As reported yesterday, IRS official Lois Lerner, who oversaw the part of the agency that looked over applications for tax exemptions for nonprofits, invoked her Fifth Amendment rights and declined to answer any questions from the House Oversight and Government Reform Committee today. She did give a brief statement, though. The Associated Press reports:
The Internal Revenue Service official at the center of the storm over the agency's targeting of conservative groups told Congress on Wednesday that she had done nothing wrong in the episode, and then invoked her constitutional right to refuse to answer lawmakers' questions.
In one of the most electric moments since the IRS controversy erupted nearly two weeks ago, Lois Lerner defended herself during a brief appearance before the House Oversight and Government Reform Committee.

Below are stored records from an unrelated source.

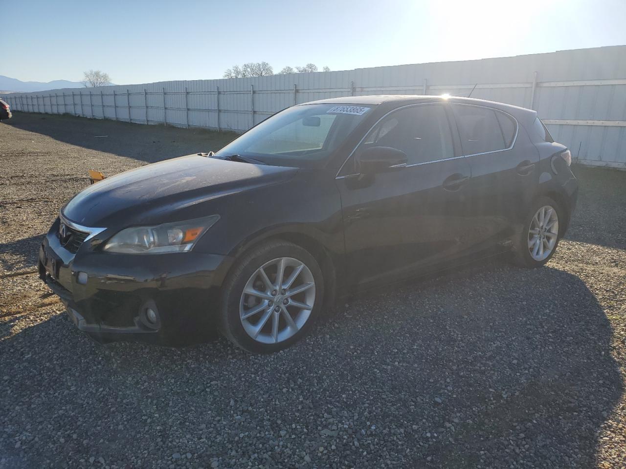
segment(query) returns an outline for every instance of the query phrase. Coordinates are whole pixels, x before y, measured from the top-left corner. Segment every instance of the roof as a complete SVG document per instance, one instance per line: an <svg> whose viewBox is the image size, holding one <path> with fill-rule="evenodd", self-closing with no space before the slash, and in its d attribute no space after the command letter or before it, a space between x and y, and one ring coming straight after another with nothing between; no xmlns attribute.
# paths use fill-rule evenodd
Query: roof
<svg viewBox="0 0 626 469"><path fill-rule="evenodd" d="M491 108L501 109L503 111L508 111L515 115L526 114L528 117L535 118L536 114L536 111L526 108L520 108L517 106L506 104L503 103L498 103L486 99L476 99L473 98L463 98L461 96L431 96L419 94L379 94L377 96L344 96L343 98L331 98L328 99L320 99L319 101L310 101L303 103L304 104L381 104L383 103L397 102L401 104L411 104L413 103L425 102L451 102L460 103L468 104L482 104L487 105ZM299 104L302 106L302 104Z"/></svg>

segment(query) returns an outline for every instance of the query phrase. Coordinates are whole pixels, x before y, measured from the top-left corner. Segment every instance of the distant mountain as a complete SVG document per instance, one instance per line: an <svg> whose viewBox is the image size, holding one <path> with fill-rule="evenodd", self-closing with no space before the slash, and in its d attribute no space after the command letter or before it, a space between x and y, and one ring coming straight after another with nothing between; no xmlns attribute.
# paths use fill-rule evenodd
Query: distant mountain
<svg viewBox="0 0 626 469"><path fill-rule="evenodd" d="M46 89L58 89L59 88L83 88L83 83L80 81L53 80L47 83L43 83L40 81L22 81L15 78L9 78L8 76L0 75L0 89L5 91L31 93L31 91L45 91Z"/></svg>

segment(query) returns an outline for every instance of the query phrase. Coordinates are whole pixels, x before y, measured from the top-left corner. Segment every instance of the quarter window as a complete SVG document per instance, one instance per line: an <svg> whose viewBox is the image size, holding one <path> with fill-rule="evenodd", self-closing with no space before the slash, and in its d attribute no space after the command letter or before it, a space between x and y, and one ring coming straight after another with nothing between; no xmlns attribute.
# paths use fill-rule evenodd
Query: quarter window
<svg viewBox="0 0 626 469"><path fill-rule="evenodd" d="M446 111L436 104L406 108L390 114L372 129L362 149L369 146L402 150L408 164L454 156Z"/></svg>
<svg viewBox="0 0 626 469"><path fill-rule="evenodd" d="M463 154L476 154L508 148L513 141L515 123L501 119L496 112L476 106L454 106ZM501 113L497 113L500 114ZM511 130L513 132L511 132ZM510 141L505 141L505 139Z"/></svg>
<svg viewBox="0 0 626 469"><path fill-rule="evenodd" d="M500 111L495 111L496 117L498 118L498 123L500 124L500 130L502 131L502 136L505 139L505 148L508 148L513 143L513 139L515 138L515 121L513 118L507 116L504 113Z"/></svg>
<svg viewBox="0 0 626 469"><path fill-rule="evenodd" d="M535 133L543 141L550 143L554 141L552 139L552 136L550 134L548 129L546 128L546 126L539 118L535 118L535 122L533 123L533 128L535 129Z"/></svg>

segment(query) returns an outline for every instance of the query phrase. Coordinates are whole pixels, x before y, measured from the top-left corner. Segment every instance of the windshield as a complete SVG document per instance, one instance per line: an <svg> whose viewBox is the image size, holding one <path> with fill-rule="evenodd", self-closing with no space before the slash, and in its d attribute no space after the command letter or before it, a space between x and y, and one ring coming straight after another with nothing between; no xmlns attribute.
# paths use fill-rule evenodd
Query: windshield
<svg viewBox="0 0 626 469"><path fill-rule="evenodd" d="M371 106L294 106L264 121L216 155L239 155L267 164L308 166L307 162L327 158L371 112Z"/></svg>

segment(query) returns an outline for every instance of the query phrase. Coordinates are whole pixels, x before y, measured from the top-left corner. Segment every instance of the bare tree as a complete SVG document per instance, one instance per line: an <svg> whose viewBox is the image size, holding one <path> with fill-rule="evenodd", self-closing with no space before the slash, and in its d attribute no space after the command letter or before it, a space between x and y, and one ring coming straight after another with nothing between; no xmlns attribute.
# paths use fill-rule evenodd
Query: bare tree
<svg viewBox="0 0 626 469"><path fill-rule="evenodd" d="M247 62L240 68L233 66L224 71L224 78L247 78L251 76L269 76L274 74L274 69L267 62Z"/></svg>
<svg viewBox="0 0 626 469"><path fill-rule="evenodd" d="M83 84L85 86L96 88L96 86L104 86L111 83L108 74L100 71L100 70L90 70L88 72L83 72L85 78Z"/></svg>
<svg viewBox="0 0 626 469"><path fill-rule="evenodd" d="M240 78L244 76L239 65L233 65L232 68L227 68L224 72L224 78Z"/></svg>
<svg viewBox="0 0 626 469"><path fill-rule="evenodd" d="M299 73L311 73L317 71L317 66L315 64L309 63L305 65L304 67L296 67L295 69L298 71Z"/></svg>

The committee is investigating the agency's improper targeting of tea party and other conservative groups seeking tax-exempt status from 2010 to 2012, and Lerner oversees the IRS office that processes applications for that designation.
"I have done nothing wrong," said a stern-looking Lerner, sitting next to three other witnesses and reading from a written statement. "I have not broken any laws. I have not violated any IRS rules or regulations and I have not provided false information to this or any other committee."
There was some debate among congressmen following her statement as to whether she actually waived her Fifth Amendment rights by stating that she had done nothing wrong and broke no laws, but she was dismissed from testimony today with the understanding that she might be called back following investigation.